Searching A Person’s Thoughts: Keyword Search Warrants and Fourth Amendment Concerns
Abstract
In George Orwell’s dystopian novel 1984, he wrote about “thought police” who arrested people based on their suspected thoughts. In the film Minority Report, law enforcement used a trio of “precognitives” with psychic impressions of pending homicides, leading to the arrest of individuals before they could commit the crimes. In both the novel and the film, a person’s thoughts could lead to significant criminal consequences.
While such scenarios seem fictional, modern surveillance technology and law enforcement practices edge ever closer to this reality. One major source of government insights into our thoughts is keyword search warrants. These warrants compel search engines like Google to provide information about users who search for specific terms, allowing the government to identify who is thinking about certain sensitive topics.

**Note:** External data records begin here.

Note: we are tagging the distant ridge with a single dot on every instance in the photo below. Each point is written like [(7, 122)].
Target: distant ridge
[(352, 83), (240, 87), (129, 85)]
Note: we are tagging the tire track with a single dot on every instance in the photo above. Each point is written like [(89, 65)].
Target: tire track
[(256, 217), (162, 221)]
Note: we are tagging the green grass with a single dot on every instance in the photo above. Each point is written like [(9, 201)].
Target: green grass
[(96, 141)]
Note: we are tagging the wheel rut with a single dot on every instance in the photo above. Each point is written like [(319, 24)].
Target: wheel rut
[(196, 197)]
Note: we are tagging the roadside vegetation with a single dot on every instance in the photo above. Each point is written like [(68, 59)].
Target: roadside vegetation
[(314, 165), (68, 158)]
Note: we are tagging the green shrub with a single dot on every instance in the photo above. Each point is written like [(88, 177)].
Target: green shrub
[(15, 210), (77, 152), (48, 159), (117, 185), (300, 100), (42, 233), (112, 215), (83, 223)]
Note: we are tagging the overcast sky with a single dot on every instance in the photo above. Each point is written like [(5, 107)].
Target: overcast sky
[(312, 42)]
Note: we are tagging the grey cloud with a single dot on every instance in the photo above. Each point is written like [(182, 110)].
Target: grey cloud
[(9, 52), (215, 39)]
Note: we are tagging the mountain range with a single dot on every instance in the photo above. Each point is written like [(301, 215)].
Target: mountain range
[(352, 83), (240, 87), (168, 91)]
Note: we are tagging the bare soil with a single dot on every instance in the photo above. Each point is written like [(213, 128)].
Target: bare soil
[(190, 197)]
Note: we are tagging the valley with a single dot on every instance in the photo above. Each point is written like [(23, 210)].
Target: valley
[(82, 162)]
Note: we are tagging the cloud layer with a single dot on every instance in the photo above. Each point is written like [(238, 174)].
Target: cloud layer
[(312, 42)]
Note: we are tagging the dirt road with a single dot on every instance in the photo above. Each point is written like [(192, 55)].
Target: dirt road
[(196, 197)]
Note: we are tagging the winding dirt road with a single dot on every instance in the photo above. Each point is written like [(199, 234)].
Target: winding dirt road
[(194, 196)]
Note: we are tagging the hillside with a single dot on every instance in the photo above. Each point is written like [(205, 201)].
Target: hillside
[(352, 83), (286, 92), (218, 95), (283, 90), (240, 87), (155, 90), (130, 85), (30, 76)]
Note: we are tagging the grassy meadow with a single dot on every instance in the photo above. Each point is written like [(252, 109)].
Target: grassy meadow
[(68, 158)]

Perhaps you’re an author trying to understand how poisonings are carried out as you write your murder mystery. Perhaps you search about the process for manufacturing meth because you became curious after watching the show Breaking Bad. Perhaps you search how to obtain an abortion while you reside in a state where it is illegal, whether because you need one or you know someone else who might. In any of these cases, keyword search warrants could help the government to identify you as someone who thinks dangerous thoughts, to your potential detriment.
This Article examinees the largely obscured practice of keyword search warrants in American jurisprudence. Section I describes how these warrants function. Section II outlines some of the few documented examples of their use by law enforcement. Section III provides the necessary historical framework for constitutional analysis of these warrants. Section IV discusses Fourth Amendment jurisprudence, including recent developments relating to digital privacy. Section V evaluates the constitutional concerns these warrants raise, and concludes that these warrants are illegal general warrants, with insufficient particularity and unconstitutional overbreadth. Most critically, this section explores the implications of government surveillance of search engine usage, where the mere act of seeking information may become grounds for suspicion.